Topics: AIM Business Confidence Index, Massachusetts economy, Economy

Beacon Hill Debrief: How Did Employers Do?

Posted by Christopher Geehern on Sep 29, 2016 2:45:43 PM

AIM Executive Vice President John Regan recently discussed the 2015-2016 Beacon Hill legislative session and what it meant for employers on Comcast Newsmakers.

Topics: Massachusetts Legislature, Associated Industries of Massachusetts, Massachusetts employers

Politico Editor: 2016 Election Highlights Blue-Collar Concerns

Posted by Christopher Geehern on Sep 16, 2016 2:18:05 PM

Donald Trump has more social-media followers than the number of votes normally needed to be elected president of the United States.


It’s a statistic that Peter Canellos, Managing Editor of Politico, says helps to explain why the media coverage of the 2016 presidential election, and the election itself, is different from any other in history.

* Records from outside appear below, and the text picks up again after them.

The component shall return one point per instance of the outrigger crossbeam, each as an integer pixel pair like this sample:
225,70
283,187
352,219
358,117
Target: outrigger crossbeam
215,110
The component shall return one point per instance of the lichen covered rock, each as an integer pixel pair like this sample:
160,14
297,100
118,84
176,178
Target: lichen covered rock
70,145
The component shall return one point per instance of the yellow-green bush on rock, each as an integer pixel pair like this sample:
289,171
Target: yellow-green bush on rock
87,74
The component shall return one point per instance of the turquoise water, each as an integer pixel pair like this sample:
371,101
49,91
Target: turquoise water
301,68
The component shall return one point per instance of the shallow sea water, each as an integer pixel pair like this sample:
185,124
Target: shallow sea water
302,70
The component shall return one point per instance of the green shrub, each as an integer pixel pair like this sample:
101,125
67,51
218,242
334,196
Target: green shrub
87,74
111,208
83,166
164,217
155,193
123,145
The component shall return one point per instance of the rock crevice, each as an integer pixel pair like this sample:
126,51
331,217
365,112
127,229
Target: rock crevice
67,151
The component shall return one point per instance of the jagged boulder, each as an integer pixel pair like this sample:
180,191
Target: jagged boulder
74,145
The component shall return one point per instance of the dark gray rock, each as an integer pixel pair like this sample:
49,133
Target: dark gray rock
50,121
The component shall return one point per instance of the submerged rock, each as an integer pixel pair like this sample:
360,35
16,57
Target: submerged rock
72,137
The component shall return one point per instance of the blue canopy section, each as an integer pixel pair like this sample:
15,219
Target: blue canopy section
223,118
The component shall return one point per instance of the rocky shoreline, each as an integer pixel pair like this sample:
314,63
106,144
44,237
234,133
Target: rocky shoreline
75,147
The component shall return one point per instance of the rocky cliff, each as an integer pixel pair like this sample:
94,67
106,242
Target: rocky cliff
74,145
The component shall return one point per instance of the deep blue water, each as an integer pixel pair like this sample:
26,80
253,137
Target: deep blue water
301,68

“These changes are themselves a major factor in the 2016 presidential campaign,” Canellos told more than 250 business leaders at the AIM Executive Forum this morning.

“We can’t establish the political dialog, as we did in the past, but we cannot ignore it.”

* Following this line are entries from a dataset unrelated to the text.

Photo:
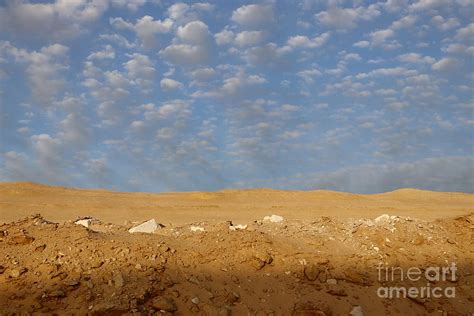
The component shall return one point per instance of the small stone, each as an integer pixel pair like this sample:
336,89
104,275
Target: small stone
273,218
86,222
339,292
57,293
147,227
197,229
15,273
40,248
331,281
356,311
21,240
264,256
118,280
311,272
164,304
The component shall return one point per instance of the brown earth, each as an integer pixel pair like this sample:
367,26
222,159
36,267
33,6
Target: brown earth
307,264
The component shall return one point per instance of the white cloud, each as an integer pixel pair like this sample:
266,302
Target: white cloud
195,47
458,49
444,24
303,41
379,37
268,55
184,54
107,53
347,18
425,5
140,70
44,69
235,86
361,44
203,74
466,33
170,84
253,15
183,13
308,75
416,58
440,174
387,72
195,32
224,37
146,29
446,64
405,22
249,38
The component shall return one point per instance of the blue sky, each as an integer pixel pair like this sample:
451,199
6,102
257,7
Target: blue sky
165,96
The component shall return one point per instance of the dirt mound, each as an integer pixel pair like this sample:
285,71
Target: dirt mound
18,200
324,266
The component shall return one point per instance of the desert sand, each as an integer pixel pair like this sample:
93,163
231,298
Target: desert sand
323,258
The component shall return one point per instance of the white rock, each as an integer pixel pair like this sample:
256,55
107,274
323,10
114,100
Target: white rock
382,218
147,227
197,229
84,222
274,218
356,311
331,281
238,227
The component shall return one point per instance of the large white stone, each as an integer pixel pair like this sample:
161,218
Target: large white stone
357,311
382,218
84,222
197,229
274,218
147,227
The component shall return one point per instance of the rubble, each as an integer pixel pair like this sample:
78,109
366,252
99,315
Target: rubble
318,267
273,218
148,227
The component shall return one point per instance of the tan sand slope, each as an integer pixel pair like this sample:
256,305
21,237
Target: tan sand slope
21,199
323,267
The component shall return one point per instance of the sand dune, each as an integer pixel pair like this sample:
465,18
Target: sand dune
322,258
57,203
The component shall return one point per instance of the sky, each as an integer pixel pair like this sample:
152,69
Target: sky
359,96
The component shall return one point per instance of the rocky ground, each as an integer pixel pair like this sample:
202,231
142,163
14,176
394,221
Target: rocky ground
322,267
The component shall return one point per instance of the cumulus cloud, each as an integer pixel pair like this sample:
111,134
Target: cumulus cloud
44,69
195,46
446,64
107,53
253,15
440,174
140,69
249,38
416,58
303,41
347,18
170,84
224,37
145,28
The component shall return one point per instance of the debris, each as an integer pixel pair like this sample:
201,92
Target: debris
311,272
197,229
164,304
148,227
86,222
356,311
118,280
273,218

Recalling his work covering the 2002 presidential race when he was often the only reporter present when Bill Clinton and other candidates spoke, Canellos said that every word a candidate says today is recorded on a dozen iPhones, often held by representatives of the opposing campaigns, and posted online before any formal media outlet can post the story.

“Even if a news organization tries to exercise restraint, or tries to make decision about the news, the conversation is already galloping ahead without them,” said Canellos, who spent 26 years at the The Boston Globe before moving to Politico.

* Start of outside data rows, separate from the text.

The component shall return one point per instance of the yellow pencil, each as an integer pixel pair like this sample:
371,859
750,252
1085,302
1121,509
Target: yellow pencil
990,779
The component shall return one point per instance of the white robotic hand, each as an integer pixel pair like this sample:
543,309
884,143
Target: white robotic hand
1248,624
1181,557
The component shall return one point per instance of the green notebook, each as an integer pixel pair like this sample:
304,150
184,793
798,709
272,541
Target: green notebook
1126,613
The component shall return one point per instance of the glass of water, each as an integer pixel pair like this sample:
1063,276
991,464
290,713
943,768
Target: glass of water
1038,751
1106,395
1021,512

He acknowledged that many people were uncomfortable with the degree of control that “media mandarins” from The New York Times and other establishment publications once exerted over the narrative of presidential campaigns. The new reality of social media, he said, has recast the role of reporters to one of monitoring the veracity of campaign statements, tracking the connection between money and politics and looking at some of the issues “that candidates seek to avoid.”

Canellos believes the two major political parties will survive an election with two relatively unpopular nominees, but that each will change significantly.

“If you look at the history of the country the two parties’ positions have shifted dramatically. Who would have thought that the Democrats would be the party of Wall Street now? And the migration of working- class blue-collar voters to the Republican party seems to have accelerated strongly with the Trump nomination.”

The Democrats, according to Canellos, will have to sort out whether their future lies with the insurgent wing represented by Senators Bernie Sanders and Elizabeth Warren, or the establishment block led by Hillary Clinton.

“On the Republican side there will be quite an identity crisis. Even if Trump is elected, there will be questions within the Republican party about who they should be and what they should be,” he said.

Canellos said that early predictions that Democrats would regain control of the U.S. Senate appear to have been premature. Control of the Senate is now “a 50-50 proposition” as senators such as John McCain who trailed badly in the polls during the summer appear to be making up ground.

He believes the long-term legacy of the 2016 presidential election will be a sustained debate over the plight of middle-class workers, especially in traditional manufacturing areas now struggling to find new ways to grow.

“Trump has played   a role in putting that constituency front and center...Even some of the Democratic proposals like free college tuition and retraining through community colleges are responding to that constituency."